Monday, May 2, 2016

Intolerance in Diverse Environments

Miyagi: You remember lesson about balance?
Daniel Larusso: Yeah.
Miyagi: Lesson not just karate only. Lesson for whole life. Whole life have balance. Everything be better. Understand?
--The Karate Kid

Extending their previous work on victimhood culture, sociology professors Bradley Campbell (UCLA) and Jason Manning (WVU) propose how one form of cultural homogeneity amid other forms of diversity shapes conflict and moral climate.

Environments with little diversity give rise to moralities concerned with purity. To be moral is to share the belief's of one's ancestors, family, friends. Deviations from the norm become subject to ridicule and rejection. Heresy is seen as a serious offense.
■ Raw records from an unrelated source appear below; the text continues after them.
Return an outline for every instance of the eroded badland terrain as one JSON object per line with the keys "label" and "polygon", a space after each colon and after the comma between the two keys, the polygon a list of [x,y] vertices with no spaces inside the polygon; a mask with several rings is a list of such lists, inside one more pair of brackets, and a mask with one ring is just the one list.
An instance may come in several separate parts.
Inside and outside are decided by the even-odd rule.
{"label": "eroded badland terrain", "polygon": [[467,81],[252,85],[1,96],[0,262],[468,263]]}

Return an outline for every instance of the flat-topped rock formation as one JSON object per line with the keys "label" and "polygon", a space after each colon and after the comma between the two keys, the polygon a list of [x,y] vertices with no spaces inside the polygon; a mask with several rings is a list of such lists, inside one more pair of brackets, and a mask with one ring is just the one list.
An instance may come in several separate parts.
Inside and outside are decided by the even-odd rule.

Diverse environments, on the other hand, give rise to moralities of tolerance. Freedom of speech and religion are seen as rights. To be moral is to respect and value differences in others. Heresy is no longer offensive. On the contrary, opposition to diverse cultural expressions and opinions is viewed as offensive.
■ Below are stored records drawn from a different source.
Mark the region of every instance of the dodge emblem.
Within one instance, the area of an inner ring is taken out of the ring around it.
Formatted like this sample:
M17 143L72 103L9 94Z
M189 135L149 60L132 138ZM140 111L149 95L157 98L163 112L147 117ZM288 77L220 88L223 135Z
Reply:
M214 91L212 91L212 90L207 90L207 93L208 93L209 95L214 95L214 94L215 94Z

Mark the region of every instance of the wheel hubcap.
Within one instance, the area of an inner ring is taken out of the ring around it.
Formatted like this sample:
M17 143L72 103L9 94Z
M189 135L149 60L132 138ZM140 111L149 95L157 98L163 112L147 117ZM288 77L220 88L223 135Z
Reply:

Why, then, do we see intolerance toward acts of 'underdiversity,' such as behaviors labeled as 'microaggressions,' in environments that seemingly value much diversity (such as college campuses)? Campbell and Manning argue that highly diverse environments become hypersensitive to even small challenges to diversity which results in a less tolerant environment. On its face, this argument does not resonate with me as it seems contradictory--i.e., diverse environments act like homogenous environments.
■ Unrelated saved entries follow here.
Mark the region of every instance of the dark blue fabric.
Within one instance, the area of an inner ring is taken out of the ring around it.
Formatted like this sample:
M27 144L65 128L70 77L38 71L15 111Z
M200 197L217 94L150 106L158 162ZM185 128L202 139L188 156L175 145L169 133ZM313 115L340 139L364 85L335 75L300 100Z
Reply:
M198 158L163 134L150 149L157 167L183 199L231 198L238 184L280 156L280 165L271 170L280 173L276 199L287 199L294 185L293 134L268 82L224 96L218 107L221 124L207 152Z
Their second explanation is more sensible. When administrative institutions populate diverse environments then those institutions become sources of moral dependency as individuals who feel offended by acts that challenge their views run to administrators for redress. As previously noted, this seems a straightforward extension of resource dependence theory as individuals become dependent on administrators to provide problem solving resources for their social coping problems.

In perhaps their freshest contribution, Campbell and Manning also argue that environments that are diverse on some dimensions but homogenous on others might paradoxically promote acts of intolerance. For example, college campuses, while diverse in many ways, are relatively homogenous when it comes to political views. As particular academic disciplines lean more to the left (e.g., sociology), then hostility grows in reaction to challenges to a discipline's sacred political beliefs.

Cultures that are not fully diverse--that have nested 'pockets of purity'--then, give rise to movements of intolerance.

The authors suggest two remedies in the context of university environments. One is to reduce the population of administrators to lower capacity for moral dependence that arises when individuals seek bureaucratic solutions to perceived offenses. Individuals would have to resolve conflicts on their own rather than leaning on administrators for help.

The other solution is to increase the political diversity of collegiate faculty. Balance left with more right, for example, in order to create a more stable and robust learning environment in higher ed.